In Maryland, pepper spray means an aerosol-propelled combination of highly disabling irritant pepper-based products. It's also referred to as oleoresin capsicum, or O.C. spray. Carrying a concealed canister of pepper spray in Maryland is not automatically against the law; there are times when it's illegal, and there are times when you won't be criminally charged for carrying or using it. What makes the difference is the circumstances under which you're doing so.
Use and Exceptions
Pepper spray is categorized as a dangerous weapon under Maryland law, along with weapons like nunchuks, throwing stars and brass knuckles. Therefore, going by the letter of the law, it is illegal to carry pepper spray.
However, an exception applies to people who carry pepper spray "as a reasonable precaution" when they face anticipated threats to their safety.
Essentially, the law allows you to walk through that proverbial dangerous part of town with a can of pepper spray in your purse or pocket as a precaution against the seedy alley-dwellers who would mug them, attack them or worse.

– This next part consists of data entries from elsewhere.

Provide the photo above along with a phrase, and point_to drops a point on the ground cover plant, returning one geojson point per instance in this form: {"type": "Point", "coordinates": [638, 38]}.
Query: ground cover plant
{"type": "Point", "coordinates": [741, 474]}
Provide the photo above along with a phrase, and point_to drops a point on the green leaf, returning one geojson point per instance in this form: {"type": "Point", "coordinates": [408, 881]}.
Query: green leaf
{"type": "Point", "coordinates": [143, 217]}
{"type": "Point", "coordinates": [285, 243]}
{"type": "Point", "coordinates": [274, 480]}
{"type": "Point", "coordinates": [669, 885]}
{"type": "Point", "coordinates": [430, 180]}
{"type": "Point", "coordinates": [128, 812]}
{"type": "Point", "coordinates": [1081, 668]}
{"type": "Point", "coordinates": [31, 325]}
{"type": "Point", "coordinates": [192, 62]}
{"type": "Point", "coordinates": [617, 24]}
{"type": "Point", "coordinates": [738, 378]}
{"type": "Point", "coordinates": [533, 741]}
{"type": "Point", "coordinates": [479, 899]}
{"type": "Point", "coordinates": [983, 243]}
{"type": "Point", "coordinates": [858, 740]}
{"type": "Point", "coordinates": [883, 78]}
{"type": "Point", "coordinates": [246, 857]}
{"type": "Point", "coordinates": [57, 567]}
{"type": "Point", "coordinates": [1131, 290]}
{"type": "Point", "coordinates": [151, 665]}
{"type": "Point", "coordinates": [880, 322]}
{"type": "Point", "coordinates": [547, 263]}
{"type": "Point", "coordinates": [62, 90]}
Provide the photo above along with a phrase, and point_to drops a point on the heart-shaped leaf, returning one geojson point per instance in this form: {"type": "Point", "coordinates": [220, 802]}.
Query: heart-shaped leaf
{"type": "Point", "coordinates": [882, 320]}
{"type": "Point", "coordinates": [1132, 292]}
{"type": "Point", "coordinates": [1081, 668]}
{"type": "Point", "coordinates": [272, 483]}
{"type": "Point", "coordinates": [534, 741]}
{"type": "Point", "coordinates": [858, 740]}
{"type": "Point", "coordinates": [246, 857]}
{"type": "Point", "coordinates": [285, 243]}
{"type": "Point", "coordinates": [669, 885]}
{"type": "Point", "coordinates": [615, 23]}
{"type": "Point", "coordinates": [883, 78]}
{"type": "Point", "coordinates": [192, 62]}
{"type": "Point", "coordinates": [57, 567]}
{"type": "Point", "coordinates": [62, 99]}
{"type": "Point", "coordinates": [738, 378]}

But crying self-defense isn't a catch-all. The law says it's up to the court to decide whether a person was "reasonable" in carrying pepper spray. That means a public official like a police officer, prosecutor, or judge gets to decide whether you had good reason to carry or use pepper spray on someone else.
Other exceptions include police officers, who may carry pepper spray if it's considered a part of their uniform. Anyone with a Maryland handgun permit may have pepper spray. State law also says a special agent of a railroad is allowed to carry pepper spray.

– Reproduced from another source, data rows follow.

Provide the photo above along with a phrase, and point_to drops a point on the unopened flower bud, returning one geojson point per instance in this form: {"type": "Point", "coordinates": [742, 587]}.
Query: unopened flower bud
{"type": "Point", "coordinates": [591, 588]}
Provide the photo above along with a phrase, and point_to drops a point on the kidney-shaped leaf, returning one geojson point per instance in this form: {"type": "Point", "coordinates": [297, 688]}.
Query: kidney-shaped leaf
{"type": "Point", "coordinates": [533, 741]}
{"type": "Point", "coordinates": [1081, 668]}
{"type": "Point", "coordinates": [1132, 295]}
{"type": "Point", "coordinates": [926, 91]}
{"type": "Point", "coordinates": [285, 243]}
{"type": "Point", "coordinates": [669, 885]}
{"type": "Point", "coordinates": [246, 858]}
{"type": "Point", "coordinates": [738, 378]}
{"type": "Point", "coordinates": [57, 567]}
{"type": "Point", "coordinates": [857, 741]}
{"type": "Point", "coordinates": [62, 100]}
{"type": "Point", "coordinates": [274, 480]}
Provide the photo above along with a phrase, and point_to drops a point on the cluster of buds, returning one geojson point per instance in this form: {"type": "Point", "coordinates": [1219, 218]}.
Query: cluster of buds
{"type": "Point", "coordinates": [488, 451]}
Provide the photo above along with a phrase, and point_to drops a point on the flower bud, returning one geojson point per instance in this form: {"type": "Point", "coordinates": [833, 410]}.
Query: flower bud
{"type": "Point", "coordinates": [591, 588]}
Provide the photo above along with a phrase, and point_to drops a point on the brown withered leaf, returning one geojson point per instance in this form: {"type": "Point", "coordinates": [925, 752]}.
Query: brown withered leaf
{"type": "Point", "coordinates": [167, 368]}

Maryland law explicitly states that a person may not carry pepper spray with the "intent or purpose" of hurting someone else unlawfully.
If you're caught carrying concealed pepper spray, or if you're caught using pepper spray as a weapon to purposely injure another person, then you could face penalties that can be imposed by a district or circuit court judge.
A person convicted of carrying pepper spray with the intent to injure, or using pepper spray to attack another, is guilty of a misdemeanor. The law says if it appears from the evidence that the weapon was carried, concealed or openly, with the deliberate purpose of injuring or killing another, the court shall impose the highest sentence of imprisonment prescribed -- that's up to three years imprisonment, a fine up to $1,000, or both.
For minors, possession of pepper mace or pepper spray is a criminal charge, but does not carry automatic adult jurisdiction. Juveniles caught carrying or using pepper spray as a weapon are subject to the authority of a judge.
It is illegal for adults to provide pepper spray to a minor. Anyone found guilty of that risks a year in jail, a fine up to $1,000 or both.